The World's Most Interesting Birds
See what avian species rank first in size, speed, rarity, and more
From the LifeMinute.TV Team
June 5, 2022
Research from the American Museum of Natural History suggests there are about 18,000 bird species in the world. That’s a lot of birds...in honor of National Bird Day on January 5, here’s a look at some of these species and their quirks, as well as superlatives when it comes to size, speed, rarity, and more.
The Bee Hummingbird, found only in Cuba, is the smallest bird. It measures just two and a quarter inches long.
The ostrich is the tallest bird. It can grow up to 9 feet and weigh up to 320 pounds.
Ostriches and chickens are considered the closest modern relatives of Tyrannosaurus rex.
The Toco Toucan has the largest beak relative to the body size of any bird. It's about 8 inches long, making up one-third of the bird's total length.
The kiwi has one of the largest egg-to-body weight ratios of any bird. Its eggs are roughly 6 times the size of a chicken egg.

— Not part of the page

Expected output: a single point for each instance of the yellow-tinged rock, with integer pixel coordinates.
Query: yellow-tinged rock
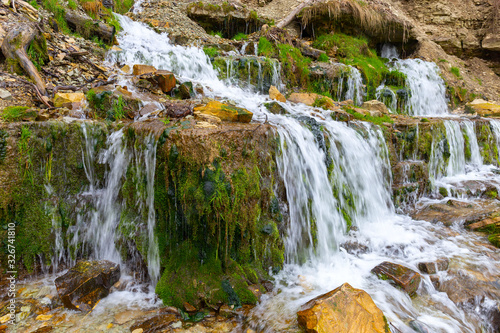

The Peregrine Falcon is not only the fastest bird but the fastest animal in the world. It can reach a dive speed of over 200 MPH when swooping down on prey.
Albatrosses are large seabirds with the longest wingspan of any bird. Their impressive wingspan can get up to 12 feet wide, giving them the ability to be in flight for long periods. They can travel almost 10,000 miles over the sea before returning to land.
Penguins have flippers rather than wings, making them the best swimmers. They can swim 4 times faster than humans and dive underwater longer than 20 minutes.
Ever heard of the eagle eye? Eagles can see clearly up to 8 times farther than humans can see.
When night falls, an owl's front-facing eyes give it an excellent range of binocular vision. Their irises widen to allow more light to reach their retina at night, helping them spot prey in the dark.
Unlike most birds, flamingos feed with their heads upside down. And their pink color comes from carotenoids, a pigment present in high levels in their diet.
Crows are debatably the smartest of birds. They can recognize and remember human faces.
With a population estimated at just 25 birds as of spring 2020, the Blue-eyed Ground-Dove is one of the rarest birds in the world. The critically endangered species was considered extinct until 2015 when rediscovered in eastern Brazil. Its numbers are rising as conservation actions work to secure its future.